Saturday, June 16, 2012

Lawless

President Obama yesterday announced that his administration will block the deportation of hundreds of thousands of illegal immigrants who do not present a national security risk.  They will then become eligible to request a temporary relief from deportation and apply for work authorization.  John Yoo has some thoughts on the precedent that will be created by this move:

President Obama's claim that he can refuse to deport 800,000 aliens here in the country illegally illustrates an unprecedented stretching of the Constitution and the rule of law.  He is laying claim to presidential power that goes even beyond that claimed by the Bush administration, in which I served.  There is a world of difference in refusing to enforce laws that violate the Constitution (Bush) and refusing to enforce laws because of disagreements over policy (Obama).
Under Article II, Section 3 of the Constitution, the President has the duty to "take Care that the Laws be faithfully executed."  This provision was included to make sure that the President could not simply choose, as the British King had, to cancel legislation simply because he disagreed with it.  President Obama cannot refuse to carry out a congressional statute simply because he thinks it advances the wrong policy. To do so violates the very core of his constitutional duties.
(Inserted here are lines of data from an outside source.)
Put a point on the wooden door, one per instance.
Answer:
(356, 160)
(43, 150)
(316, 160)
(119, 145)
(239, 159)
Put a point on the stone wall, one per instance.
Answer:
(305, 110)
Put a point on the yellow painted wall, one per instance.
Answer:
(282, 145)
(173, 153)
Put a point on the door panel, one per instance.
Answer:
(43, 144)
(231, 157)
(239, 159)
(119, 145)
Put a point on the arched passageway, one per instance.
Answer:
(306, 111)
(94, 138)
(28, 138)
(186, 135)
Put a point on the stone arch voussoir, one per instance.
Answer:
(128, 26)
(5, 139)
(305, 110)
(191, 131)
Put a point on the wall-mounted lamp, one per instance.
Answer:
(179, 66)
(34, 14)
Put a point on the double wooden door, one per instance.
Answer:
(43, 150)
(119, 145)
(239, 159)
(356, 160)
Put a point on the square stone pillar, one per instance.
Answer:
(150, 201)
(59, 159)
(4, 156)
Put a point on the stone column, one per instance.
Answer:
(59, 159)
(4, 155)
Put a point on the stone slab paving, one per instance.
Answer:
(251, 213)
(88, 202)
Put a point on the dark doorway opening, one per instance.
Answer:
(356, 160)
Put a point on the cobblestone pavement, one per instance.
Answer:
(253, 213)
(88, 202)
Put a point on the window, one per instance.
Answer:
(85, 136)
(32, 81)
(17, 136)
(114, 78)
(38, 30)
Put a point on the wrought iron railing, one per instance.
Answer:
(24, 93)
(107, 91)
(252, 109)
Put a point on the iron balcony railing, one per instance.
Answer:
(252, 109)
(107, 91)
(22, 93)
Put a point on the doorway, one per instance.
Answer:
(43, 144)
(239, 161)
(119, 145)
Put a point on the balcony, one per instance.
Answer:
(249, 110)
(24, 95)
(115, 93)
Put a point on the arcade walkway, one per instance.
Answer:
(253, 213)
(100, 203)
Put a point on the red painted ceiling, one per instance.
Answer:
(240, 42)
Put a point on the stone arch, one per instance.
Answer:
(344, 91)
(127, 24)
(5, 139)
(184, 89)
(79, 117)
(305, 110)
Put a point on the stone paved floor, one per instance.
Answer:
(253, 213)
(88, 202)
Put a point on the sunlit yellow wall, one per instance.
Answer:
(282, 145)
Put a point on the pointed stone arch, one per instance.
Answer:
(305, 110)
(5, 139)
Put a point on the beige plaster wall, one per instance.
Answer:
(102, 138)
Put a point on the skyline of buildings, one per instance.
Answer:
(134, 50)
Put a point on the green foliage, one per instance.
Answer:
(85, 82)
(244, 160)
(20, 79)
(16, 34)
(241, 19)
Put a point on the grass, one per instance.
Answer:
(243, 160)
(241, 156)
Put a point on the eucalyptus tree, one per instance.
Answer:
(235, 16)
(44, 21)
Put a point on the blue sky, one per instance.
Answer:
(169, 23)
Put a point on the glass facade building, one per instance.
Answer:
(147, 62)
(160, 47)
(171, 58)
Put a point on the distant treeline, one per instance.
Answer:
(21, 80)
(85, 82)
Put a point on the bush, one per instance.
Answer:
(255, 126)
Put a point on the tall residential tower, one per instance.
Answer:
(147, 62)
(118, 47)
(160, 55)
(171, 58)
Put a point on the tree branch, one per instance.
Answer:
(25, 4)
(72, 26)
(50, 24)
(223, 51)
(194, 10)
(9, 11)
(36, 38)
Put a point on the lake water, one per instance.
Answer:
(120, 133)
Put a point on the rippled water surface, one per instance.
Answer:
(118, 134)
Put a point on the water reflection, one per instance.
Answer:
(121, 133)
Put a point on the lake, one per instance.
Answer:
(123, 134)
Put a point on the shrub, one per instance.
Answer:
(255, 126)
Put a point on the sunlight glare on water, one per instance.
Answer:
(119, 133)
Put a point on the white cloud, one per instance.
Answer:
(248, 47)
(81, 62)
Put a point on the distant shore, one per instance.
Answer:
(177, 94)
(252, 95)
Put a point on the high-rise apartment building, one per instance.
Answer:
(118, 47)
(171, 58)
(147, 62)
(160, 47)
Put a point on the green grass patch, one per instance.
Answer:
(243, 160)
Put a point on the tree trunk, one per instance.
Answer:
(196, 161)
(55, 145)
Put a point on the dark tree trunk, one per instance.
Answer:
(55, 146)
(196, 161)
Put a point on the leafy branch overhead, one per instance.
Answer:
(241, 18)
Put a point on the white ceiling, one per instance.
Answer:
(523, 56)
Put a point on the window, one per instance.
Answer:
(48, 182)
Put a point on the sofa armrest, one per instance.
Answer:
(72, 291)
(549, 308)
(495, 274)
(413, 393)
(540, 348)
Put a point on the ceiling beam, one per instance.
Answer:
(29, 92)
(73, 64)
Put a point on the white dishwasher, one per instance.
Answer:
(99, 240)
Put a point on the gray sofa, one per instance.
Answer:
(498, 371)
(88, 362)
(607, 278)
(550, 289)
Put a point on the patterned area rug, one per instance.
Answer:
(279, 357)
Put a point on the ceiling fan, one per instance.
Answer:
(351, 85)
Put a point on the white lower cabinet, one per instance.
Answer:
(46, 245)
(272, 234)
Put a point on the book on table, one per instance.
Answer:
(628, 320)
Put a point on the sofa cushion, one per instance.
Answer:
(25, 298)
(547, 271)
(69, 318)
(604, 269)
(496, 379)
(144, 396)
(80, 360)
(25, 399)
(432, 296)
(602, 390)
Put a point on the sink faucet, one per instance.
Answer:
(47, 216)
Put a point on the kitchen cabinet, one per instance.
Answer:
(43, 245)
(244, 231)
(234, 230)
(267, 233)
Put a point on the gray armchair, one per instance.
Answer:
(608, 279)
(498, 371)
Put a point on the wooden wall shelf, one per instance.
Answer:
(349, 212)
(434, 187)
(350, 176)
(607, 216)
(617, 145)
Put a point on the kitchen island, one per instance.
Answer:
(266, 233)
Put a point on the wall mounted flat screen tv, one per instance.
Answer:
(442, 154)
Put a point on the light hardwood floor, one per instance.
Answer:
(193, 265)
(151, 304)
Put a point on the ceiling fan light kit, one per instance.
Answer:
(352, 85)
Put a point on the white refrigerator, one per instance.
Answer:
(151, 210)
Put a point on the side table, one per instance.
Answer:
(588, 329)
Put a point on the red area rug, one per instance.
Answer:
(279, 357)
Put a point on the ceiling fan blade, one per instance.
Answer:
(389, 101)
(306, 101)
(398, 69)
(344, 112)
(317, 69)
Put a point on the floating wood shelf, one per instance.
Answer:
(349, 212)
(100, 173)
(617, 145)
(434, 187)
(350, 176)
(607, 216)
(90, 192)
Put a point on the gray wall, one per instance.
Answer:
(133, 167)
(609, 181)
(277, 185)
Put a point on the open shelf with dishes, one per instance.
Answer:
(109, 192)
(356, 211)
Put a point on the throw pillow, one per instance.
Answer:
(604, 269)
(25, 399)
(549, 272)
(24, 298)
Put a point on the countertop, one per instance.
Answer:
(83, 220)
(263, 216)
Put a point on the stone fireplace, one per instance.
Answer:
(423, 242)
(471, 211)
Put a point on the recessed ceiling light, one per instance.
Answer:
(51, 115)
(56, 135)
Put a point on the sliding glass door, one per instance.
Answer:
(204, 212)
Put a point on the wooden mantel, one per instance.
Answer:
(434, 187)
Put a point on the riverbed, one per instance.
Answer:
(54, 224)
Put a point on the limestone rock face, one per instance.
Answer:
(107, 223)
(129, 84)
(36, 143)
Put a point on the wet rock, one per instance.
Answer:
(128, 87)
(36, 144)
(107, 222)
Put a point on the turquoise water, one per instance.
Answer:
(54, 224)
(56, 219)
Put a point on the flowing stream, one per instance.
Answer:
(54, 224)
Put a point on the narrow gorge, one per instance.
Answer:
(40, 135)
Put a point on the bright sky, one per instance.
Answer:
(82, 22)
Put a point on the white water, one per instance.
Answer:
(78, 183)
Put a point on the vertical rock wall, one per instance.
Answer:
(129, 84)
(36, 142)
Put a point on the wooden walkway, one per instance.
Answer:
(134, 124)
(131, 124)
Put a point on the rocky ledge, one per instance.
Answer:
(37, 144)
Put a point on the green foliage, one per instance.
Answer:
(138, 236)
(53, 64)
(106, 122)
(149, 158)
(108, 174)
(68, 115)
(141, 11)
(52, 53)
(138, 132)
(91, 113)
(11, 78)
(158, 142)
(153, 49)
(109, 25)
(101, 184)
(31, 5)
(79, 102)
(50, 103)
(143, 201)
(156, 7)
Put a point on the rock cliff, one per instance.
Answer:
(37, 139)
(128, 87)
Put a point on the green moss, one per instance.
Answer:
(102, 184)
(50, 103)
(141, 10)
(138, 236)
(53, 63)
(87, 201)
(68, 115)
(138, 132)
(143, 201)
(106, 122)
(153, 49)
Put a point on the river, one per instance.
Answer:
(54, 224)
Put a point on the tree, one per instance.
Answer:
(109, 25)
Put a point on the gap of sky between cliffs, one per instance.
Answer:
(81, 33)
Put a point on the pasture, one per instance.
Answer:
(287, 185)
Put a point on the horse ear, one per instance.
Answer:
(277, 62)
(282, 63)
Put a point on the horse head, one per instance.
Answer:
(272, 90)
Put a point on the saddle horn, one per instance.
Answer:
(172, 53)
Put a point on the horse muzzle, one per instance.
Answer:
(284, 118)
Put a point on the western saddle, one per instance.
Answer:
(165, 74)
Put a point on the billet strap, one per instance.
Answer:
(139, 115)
Lincoln famously argued that as President, he did not have the duty to enforce the principles of the Dred Scott decision.  He saw that the principles established in that case violated the Constitution because they reversed the compromises over slavery that were anchored in directing that peculiar institution toward the path of its ultimate extinction.  But he never argued that he could simply by executive order not enforce the Compromise of 1850 because he may have disagreed with the policies enacted.

UPDATE:

The Editors at NRO have pretty damning evidence on the tacit 180 turn the President has done regarding his circumvention of the nation's immigration laws:

Though apparently a little fuzzy on the subject of judicial review, President Barack Obama is supposed to be a constitutional scholar of some sort. On the subject of his decision yesterday to unilaterally enact sweeping changes to U.S. immigration policy on nothing but his own say-so, we would like to introduce Barack Obama to Barack Obama, who during a Univision interview just last year affirmed: “America is a nation of laws, which means I, as the president, am obligated to enforce the law. . . . There are enough laws on the books by Congress that are very clear in terms of how we have to enforce our immigration system that for me to simply through executive order ignore those congressional mandates would not conform with my appropriate role as president.” A little softness in the polls and one executive order later, the president has reversed himself.